Patines en la banqueta: qué dice la ley y por qué podrías recibir multa en la Ciudad de México

El creciente uso de medios de movilidad personal —desde patines en línea hasta monopatines eléctricos— ha puesto en tensión las aceras de la Ciudad de México. La regulación vigente, que parte de la Ley de Movilidad de la Ciudad de México y se desarrolla en el Reglamento de Tránsito local, distingue entre categorías de vehículos eléctricos y no eléctricos, y eso cambia obligaciones y sanciones. Así lo señala la Secretaría de Movilidad, SEMOVI, que ha sido la encargada de aclarar en los últimos años dónde sí y dónde no circular.

La imagen es familiar: una persona en patines subiendo y bajando la banqueta para evitar el tráfico. Para quien lo practica puede parecer práctico, pero para la persona que camina es una sensación de estar en una pista en la que no pidió entrar. El Reglamento de Tránsito impone limitaciones orientadas a proteger a los peatones. Cuando un usuario de patines o monopatín obstruye el paso, pone en riesgo a otros o circula a velocidad que no corresponde a una acera, puede recibir una multa y, en algunos casos, la unidad puede ser retirada por las autoridades de tránsito. Es lo que ha venido recordando SEMOVI en comunicados sobre micromovilidad.

No todas las unidades son iguales. Los dispositivos con motor eléctrico que superan ciertos límites de potencia o velocidad suelen ser tratados como vehículos de micromovilidad y, por tanto, tienen que circular preferentemente en ciclovías o en la vía, con reglas sobre casco, iluminación y estacionamiento ordenado. Los patines tradicionales sin motor suelen considerarse más cercanos al peatón, pero eso no los exime de responsabilidad. La norma prioriza la seguridad y el uso compartido del espacio público.

En la práctica hay un vacío: la ciudad tiene demasiadas aceras inadecuadas y pocas alternativas seguras. Vecinos y peatones nos cuentan que muchas veces la respuesta institucional ha sido sancionadora en lugar de preventiva. “Nos multaron por usar la banqueta cuando tuve que bajar de la ciclovía por una calle cerrada”, dice Mariana, usuaria que prefiere el transporte activo. Desde la perspectiva de organizaciones civiles consultadas, citadas en documentos del gobierno de la Ciudad de México, la falta de campañas informativas y de infraestructura ordenada intensifica los conflictos.

Los defensores de la micromovilidad argumentan que estos dispositivos pueden ser aliados de la movilidad sustentable, siempre que existan normas claras y espacios suficientes. La presencia de empresas de monopatines compartidos obligó a SEMOVI a reglamentar operaciones, estacionamiento y zonas prohibidas, pero la regulación debe trasladarse también a la convivencia cotidiana entre peatones, ciclistas y usuarios de patines.

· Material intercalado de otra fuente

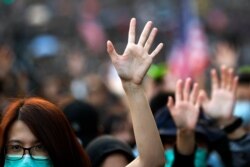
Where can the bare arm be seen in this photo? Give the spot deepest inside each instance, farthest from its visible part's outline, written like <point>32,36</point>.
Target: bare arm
<point>185,113</point>
<point>221,105</point>
<point>131,67</point>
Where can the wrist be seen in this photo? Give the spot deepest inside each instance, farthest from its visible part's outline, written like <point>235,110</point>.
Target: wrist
<point>185,133</point>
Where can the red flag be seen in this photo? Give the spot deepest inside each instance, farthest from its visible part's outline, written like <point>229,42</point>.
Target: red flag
<point>189,55</point>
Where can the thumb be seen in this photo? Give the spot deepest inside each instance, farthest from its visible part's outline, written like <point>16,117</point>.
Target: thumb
<point>111,50</point>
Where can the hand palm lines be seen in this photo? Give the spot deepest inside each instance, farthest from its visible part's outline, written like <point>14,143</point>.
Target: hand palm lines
<point>186,117</point>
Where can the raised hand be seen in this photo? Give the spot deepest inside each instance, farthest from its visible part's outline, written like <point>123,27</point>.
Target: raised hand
<point>185,111</point>
<point>133,64</point>
<point>222,101</point>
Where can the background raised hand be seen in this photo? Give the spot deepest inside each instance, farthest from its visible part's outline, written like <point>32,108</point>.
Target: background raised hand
<point>221,104</point>
<point>133,64</point>
<point>185,111</point>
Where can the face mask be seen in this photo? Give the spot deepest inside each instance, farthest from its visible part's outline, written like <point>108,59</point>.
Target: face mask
<point>242,110</point>
<point>27,161</point>
<point>199,161</point>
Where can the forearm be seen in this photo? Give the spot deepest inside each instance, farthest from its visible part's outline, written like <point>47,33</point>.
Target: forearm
<point>151,152</point>
<point>185,142</point>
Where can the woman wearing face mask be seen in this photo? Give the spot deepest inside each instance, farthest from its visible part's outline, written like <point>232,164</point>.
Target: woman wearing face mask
<point>34,132</point>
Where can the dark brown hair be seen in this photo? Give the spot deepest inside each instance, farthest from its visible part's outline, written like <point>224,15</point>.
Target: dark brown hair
<point>48,123</point>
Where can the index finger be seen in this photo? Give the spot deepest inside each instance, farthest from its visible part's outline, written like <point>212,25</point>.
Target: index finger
<point>131,33</point>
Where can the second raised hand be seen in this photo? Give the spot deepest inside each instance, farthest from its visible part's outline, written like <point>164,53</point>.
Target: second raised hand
<point>133,64</point>
<point>185,111</point>
<point>221,104</point>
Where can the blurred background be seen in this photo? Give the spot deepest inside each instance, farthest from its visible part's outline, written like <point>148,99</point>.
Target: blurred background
<point>56,49</point>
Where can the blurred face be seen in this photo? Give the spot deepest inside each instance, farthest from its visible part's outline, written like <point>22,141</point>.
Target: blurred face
<point>116,159</point>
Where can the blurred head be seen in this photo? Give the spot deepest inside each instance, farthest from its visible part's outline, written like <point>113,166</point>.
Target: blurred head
<point>35,122</point>
<point>204,136</point>
<point>108,151</point>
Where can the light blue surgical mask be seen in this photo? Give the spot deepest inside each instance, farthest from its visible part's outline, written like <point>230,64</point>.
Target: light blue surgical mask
<point>242,110</point>
<point>27,161</point>
<point>199,161</point>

En pocas palabras la ley busca dos cosas: proteger al peatón y ordenar la circulación de nuevos vehículos. El resultado depende de la combinación entre sanciones, infraestructura y campañas educativas. Si la ciudad prioriza multar sin ampliar ciclovías, lo que se mantendrá serán tensiones y soluciones improvisadas que afectan sobre todo a quienes caminan.

Para quienes usan patines: evite las banquetas cuando su circulación represente un riesgo u obstáculo, siga las indicaciones de SEMOVI sobre zonas permitidas y recuerde que no conocer la norma no lo exime de la sanción. Para las autoridades: la experiencia urbana exige reglas claras, inversión en espacio público y comunicación efectiva para convertir una molestia en una oportunidad real de movilidad más justa.